Kesepakatan tersebut diambil dalam pertemuan antara Wakil Ketua DPR RI Sufmi Dasco Ahmad, Wakil Ketua DPR RI Cucun Ahmad Syamsurijal, serta perwakilan kedua aplikator. Selama ini, besaran komisi menjadi salah satu tuntutan utama para pengemudi ojol.
“Kami sudah mengadakan pembicaraan-pembicaraan bersama dengan Pak Cucun juga, mengenai pemberlakuan tarif atau pemberlakuan komisi untuk kendaraan transportasi online roda dua yang penerapannya selama ini mungkin ditunggu-tunggu oleh pengemudi,” kata Dasco, Selasa(23/6/26).

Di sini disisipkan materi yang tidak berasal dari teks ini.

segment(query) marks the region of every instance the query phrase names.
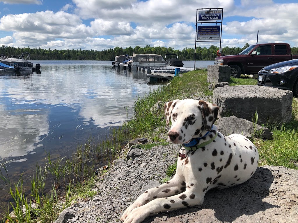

Komisi Ojol 8 Persen Mulai Berlaku
Wakil Direktur Utama GoTo Catherine Hindra Sutjahyo menyatakan perusahaan akan mulai menerapkan komisi 8 persen untuk layanan GoRide. Kebijakan tersebut efektif berlaku mulai 1 Juli 2026.
“Jadi mulai efektif tanggal 1 Juli 2026, GoTo Gojek Indonesia akan mulai mengimplementasikan komisi 8% untuk layanan transportasi penumpang ojek online roda dua,” ujarnya.
Catherine menegaskan langkah tersebut merupakan tindak lanjut atas arahan Presiden Prabowo Subianto saat peringatan May Day 2026. Dia mengatakan perusahaan mendukung upaya peningkatan kesejahteraan mitra pengemudi.
Dukungan Aplikator dan Tindak Lanjut
CEO Grab Indonesia Neneng Goenadi juga memastikan perusahaan akan menerapkan kebijakan serupa untuk layanan GrabBike. Implementasi komisi baru itu dimulai pada tanggal yang sama.
Menurut Neneng, Grab Indonesia akan memberlakukan komisi 8 persen bagi layanan transportasi penumpang roda dua. Kebijakan itu menjadi bagian dari komitmen perusahaan terhadap mitra pengemudi.
Dasco berharap implementasi kebijakan berjalan sesuai kesepakatan dan memberikan manfaat bagi pengemudi ojol. DPR bersama aplikator akan terus berkoordinasi untuk mengawal pelaksanaan kebijakan tersebut.